A questo punto le due monarchie hanno deciso di utilizzare l’affare Hashemi, vicepresidente accusato di terrorismo e ricercato dalla giustizia irachena. Dopo essersi rifugiato in un primo tempo nel Kurdistan iracheno, e dopo un passaggio a Daha, Hashemi si trova attualmente a Riad. La disputa con il governo iracheno è vista da entrambe le monarchie come di tipo confessionale.
In Qatar, il quotidiano al-Sharq – vicino alle posizioni governative – ha rilevato che Maliki “da dirigente del partito sciita al-Daawa conduce una campagna contro la presenza sunnita all’interno dello Stato iracheno”. “La campagna contro Hashemi e i sunniti iracheni è provocata da preferenze confessionali (di Maliki) che il popolo dell’Iraq rifiuta”, ha rincarato il giornale.
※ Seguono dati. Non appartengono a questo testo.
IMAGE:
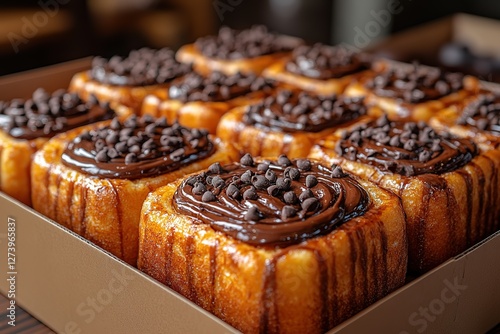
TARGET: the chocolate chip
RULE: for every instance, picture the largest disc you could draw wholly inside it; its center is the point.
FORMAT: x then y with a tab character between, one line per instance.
246	160
247	176
304	164
253	214
208	196
218	182
232	191
250	194
262	167
215	168
273	190
260	182
292	173
199	188
177	154
290	198
271	175
305	195
310	204
311	181
283	183
287	212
L’affare Hashemi: sovranità e non ingerenza internazionale
Per l’Iraq l’affare Hashemi è innanzitutto una questione giudiziaria e dunque interna al Paese. Di conseguenza, chiunque si immischia della faccenda attenta alla sovranità istituzionale della nazione.
Il partito di Maliki, la Coalizione dello Stato di diritto, ha in effetti messo in guardia i Paesi che hanno dato accoglienza al vicepresidente Tareq al-Hashemi, avvertendoli che l’Iraq non resterà con le braccia incrociate di fronte al loro atteggiamento nei confronti di “un terrorista accusato di avere diretto gli Squadroni della morte”.
E per ribadire la sua intenzione di non abbandonare l’argomento, l’Iraq prevede di presentare, per tramite del suo Consiglio giudiziario supremo, un dossier contro Hashemi da sottoporre all’Interpol in vista dell’emissione di un mandato d’arresto internazionale.
Un provvedimento che rappresenta un messaggio per chi vuole capire: l’Iraq del dopo Saddam, del dopo occupazione americana non c’è più. Al suo posto c’è l’Iraq sovrano, autonomo e arabo, capace di imporsi sulla scena araba.